Showing posts with label efficient. Show all posts
Showing posts with label efficient. Show all posts

Saturday, May 15, 2010

Thoughts on order.

Since my grades got finished (by the grace of God, a pinch of pixie dust, a sturdy set of rubrics, a malleable set of metrics, and a fair amount of cursing), I have accomplished the following:
  • picked up books on hold at the public library
  • paid slightly sad amount of library overdue fines so I could check out the above
  • found loads of books I purchased from Amazon etc. during bouts of stress-induced online buying
  • straightened up my study.
I don't really wish to discuss my method for straightening, since it's more like "moving things off my desk into other locations, such as boxes," but the surface of the desk is tidier, more expansive, slightly more without stuff, more conducive to creative work, which is what I'm after. (Also, my soul feels a little freer, even if I know I'm kind of lying to myself about the true extent of the tidiness--this is my particular bargain with chaos, and I guess I'm sticking to it.)

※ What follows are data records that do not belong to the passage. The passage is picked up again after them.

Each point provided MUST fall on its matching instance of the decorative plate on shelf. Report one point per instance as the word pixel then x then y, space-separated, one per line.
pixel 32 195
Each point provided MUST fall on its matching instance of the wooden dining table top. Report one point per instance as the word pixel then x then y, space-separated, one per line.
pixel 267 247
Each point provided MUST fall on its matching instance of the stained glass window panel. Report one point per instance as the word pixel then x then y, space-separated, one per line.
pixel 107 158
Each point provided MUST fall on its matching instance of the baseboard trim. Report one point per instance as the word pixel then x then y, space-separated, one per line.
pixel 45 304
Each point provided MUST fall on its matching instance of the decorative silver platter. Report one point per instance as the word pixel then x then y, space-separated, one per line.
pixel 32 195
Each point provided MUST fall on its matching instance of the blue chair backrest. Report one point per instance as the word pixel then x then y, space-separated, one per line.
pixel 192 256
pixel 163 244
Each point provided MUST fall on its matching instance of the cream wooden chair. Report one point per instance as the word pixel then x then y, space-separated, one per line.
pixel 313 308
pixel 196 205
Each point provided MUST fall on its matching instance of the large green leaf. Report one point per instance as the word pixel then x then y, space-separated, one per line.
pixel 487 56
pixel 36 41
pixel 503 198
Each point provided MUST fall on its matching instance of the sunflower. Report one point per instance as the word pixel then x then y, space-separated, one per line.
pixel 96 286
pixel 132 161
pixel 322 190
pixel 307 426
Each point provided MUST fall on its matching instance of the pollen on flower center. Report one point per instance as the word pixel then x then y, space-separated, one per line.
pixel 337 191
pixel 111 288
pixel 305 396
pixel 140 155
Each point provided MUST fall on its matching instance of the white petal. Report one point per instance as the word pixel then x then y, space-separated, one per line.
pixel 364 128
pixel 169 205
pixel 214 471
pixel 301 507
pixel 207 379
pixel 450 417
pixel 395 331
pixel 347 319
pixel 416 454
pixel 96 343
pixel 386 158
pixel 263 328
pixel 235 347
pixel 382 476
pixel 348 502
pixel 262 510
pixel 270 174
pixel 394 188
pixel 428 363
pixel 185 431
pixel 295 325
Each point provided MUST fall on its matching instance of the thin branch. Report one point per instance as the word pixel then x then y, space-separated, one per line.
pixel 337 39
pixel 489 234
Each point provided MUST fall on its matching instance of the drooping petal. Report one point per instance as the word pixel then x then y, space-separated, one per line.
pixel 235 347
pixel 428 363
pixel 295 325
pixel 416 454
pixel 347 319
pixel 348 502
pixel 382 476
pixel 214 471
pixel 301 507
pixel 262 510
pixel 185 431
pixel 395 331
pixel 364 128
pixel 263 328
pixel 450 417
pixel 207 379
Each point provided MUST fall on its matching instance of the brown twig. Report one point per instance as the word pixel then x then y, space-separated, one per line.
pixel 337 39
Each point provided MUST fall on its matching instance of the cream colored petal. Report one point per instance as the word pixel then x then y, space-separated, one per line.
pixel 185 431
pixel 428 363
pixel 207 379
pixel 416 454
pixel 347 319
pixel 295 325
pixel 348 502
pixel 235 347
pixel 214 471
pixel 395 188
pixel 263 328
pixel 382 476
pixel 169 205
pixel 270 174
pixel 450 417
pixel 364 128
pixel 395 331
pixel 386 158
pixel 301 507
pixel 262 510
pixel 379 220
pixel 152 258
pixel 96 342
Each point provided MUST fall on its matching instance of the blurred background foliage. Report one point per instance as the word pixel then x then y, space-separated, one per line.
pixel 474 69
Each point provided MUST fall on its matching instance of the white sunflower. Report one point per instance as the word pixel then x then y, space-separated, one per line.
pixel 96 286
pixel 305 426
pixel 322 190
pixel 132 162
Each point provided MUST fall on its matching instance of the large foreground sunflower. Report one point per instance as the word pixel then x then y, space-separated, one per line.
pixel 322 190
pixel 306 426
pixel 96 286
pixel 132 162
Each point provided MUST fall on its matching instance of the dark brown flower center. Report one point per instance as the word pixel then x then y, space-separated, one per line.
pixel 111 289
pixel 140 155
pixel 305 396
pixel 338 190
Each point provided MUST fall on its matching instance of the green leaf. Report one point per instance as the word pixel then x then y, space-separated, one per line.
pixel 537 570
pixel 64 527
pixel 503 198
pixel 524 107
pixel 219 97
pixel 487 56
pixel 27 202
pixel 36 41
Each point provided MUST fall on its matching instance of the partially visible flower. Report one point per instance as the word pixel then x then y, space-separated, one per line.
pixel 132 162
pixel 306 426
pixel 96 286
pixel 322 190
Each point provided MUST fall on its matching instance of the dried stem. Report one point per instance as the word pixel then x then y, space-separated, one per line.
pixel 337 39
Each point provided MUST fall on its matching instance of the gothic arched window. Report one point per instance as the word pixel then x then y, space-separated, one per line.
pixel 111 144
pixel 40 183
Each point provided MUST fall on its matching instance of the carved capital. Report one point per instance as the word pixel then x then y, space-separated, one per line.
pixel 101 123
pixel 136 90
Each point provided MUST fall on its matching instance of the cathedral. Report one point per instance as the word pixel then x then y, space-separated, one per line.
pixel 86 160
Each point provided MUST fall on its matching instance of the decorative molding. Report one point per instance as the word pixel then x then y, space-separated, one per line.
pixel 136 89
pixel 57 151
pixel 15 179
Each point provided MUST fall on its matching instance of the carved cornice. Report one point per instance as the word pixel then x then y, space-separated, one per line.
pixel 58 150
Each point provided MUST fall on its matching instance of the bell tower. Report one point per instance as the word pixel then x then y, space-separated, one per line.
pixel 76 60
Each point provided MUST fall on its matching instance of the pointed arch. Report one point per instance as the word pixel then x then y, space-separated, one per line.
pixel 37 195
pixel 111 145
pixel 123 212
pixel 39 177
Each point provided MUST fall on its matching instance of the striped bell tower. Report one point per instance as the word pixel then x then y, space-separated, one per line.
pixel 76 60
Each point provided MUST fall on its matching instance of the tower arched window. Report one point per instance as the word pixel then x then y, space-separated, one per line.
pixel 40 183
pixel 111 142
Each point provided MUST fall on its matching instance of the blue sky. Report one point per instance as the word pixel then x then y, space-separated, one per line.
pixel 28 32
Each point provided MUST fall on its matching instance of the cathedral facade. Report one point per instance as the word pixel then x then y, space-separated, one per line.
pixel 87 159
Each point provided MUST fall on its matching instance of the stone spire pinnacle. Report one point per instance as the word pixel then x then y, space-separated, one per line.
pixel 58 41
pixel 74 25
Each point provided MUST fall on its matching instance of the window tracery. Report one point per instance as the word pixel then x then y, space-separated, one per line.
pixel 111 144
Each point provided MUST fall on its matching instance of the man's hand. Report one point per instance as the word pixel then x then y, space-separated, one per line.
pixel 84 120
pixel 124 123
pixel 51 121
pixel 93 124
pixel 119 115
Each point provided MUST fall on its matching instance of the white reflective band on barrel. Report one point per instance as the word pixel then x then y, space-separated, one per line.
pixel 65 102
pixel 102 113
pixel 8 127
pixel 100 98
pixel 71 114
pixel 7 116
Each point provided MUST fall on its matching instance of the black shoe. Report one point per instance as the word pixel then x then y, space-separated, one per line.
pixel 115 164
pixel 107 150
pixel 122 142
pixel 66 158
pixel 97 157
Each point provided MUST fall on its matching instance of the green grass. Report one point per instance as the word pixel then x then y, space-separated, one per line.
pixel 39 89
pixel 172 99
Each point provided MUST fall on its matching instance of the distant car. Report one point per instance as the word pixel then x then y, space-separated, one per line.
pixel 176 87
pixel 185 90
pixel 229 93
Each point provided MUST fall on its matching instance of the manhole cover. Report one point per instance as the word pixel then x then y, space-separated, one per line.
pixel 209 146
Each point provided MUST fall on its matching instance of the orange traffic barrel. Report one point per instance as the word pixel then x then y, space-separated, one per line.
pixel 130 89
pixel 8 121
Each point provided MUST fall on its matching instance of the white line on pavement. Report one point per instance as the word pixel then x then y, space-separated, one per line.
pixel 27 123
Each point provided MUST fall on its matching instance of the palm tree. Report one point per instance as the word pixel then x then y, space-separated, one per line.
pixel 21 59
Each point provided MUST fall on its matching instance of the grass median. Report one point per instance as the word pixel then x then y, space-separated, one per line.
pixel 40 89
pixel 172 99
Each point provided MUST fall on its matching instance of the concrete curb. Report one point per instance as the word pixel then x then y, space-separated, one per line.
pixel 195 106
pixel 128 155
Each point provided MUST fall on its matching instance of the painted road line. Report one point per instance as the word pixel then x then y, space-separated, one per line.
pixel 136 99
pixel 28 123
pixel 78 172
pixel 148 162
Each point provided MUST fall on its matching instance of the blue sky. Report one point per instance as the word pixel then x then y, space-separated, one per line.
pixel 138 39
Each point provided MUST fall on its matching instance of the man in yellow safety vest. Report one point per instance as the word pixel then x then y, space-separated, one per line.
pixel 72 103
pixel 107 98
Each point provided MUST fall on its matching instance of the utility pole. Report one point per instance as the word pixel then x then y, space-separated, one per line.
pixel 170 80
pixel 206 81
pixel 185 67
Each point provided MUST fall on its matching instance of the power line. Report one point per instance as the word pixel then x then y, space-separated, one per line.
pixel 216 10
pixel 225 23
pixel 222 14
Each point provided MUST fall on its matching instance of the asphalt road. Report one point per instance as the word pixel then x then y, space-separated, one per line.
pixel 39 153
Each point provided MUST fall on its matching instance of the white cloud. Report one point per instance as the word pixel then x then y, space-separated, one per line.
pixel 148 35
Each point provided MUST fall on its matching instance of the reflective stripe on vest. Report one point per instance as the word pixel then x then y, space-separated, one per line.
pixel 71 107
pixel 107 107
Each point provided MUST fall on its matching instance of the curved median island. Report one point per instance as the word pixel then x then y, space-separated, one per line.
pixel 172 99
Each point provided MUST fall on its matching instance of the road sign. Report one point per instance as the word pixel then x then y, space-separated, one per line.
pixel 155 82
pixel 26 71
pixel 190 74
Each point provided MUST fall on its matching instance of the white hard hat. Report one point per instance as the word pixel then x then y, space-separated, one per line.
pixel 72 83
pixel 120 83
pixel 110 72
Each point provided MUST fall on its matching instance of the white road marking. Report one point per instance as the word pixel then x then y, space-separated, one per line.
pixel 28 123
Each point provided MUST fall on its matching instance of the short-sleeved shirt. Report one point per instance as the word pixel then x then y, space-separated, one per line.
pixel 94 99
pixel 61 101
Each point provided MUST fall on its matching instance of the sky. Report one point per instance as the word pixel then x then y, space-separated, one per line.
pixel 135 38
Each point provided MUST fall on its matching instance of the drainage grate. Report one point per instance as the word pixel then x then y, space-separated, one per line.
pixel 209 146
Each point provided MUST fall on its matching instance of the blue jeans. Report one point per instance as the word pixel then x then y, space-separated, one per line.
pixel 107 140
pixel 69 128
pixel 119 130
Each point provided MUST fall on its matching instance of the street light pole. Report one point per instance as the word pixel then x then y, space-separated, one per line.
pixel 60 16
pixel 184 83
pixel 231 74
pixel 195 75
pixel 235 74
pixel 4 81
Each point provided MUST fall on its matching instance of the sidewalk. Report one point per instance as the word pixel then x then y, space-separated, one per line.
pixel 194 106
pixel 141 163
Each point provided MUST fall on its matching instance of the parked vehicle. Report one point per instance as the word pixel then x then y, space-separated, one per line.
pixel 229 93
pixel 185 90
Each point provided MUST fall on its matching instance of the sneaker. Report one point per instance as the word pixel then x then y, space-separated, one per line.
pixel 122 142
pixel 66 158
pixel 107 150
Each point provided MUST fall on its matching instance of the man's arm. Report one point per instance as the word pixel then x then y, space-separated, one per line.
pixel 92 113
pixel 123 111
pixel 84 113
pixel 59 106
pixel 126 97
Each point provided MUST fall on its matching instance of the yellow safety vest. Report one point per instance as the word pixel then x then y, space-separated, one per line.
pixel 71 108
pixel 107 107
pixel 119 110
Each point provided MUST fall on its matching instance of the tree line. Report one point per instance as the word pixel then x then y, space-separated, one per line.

ANYHOW. I was reading an article in the Innovations edition of The New Yorker, an article about this engineer, Saul Griffith, and his work with renewable energy. Here's the writer's description of Griffith's lab:
Griffith seems to operate on the principle that excessive orderliness is inefficient, and that neatly putting things away is more time-consuming, in the long run, than searching through piles.
If only I had won a $30,000 prize for my innovative invention at M.I.T. when I was a student there (I went where I went, okay?), and then won a MacArthur Genius grant--I could totally be this guy.


Monday, May 26, 2008

If you have a baby, I will bring you food.

This morning I made tomato-basil soup (with optional crumbled gorgonzola embellishment), a salad (with optional lemon dressing, toasted almonds, and chopped dried apricot embellishments); then I cut up a pineapple, and baked two baguettes and two dozen lemon madeleines. All before 10:30 a.m. This was to take over to the historian's son and his wife and their three little girls, one of whom is a twelve-day-old infant, and doing very well, thank you.

This leads me to ponder my history as a person who brought food to people who had babies. In my former life, I used to be in charge of arranging meals, etc., for people who were ill or who were indisposed, which for all practical purposes, since my congregation was filled with young procreating couples, meant bringing food to families with a new baby in the mix. I developed a kind of routine--sometimes I would make a quart of spaghetti sauce, bake a loaf of bread, and bring those two things with some dry pasta to the family. If they didn't want to eat it that night, they could freeze it and eat it another day, perhaps a bad day, when everything went wrong: on such a day, having bread and spaghetti sauce in the freezer could be a little good thing.

I was kind of proud of today's production. Maybe it's a little controlling to make the dressing for someone else's salad, but it was fun to do it. And now, I am prepared to extend this offer to any of my readers: if you have a baby, I will bring you dinner. I will package it in appropriate containers, suitable for freezing. I will bring it to your house in a reusable shopping bag, and you just have to let me hold your baby for a little while. That's fair, right?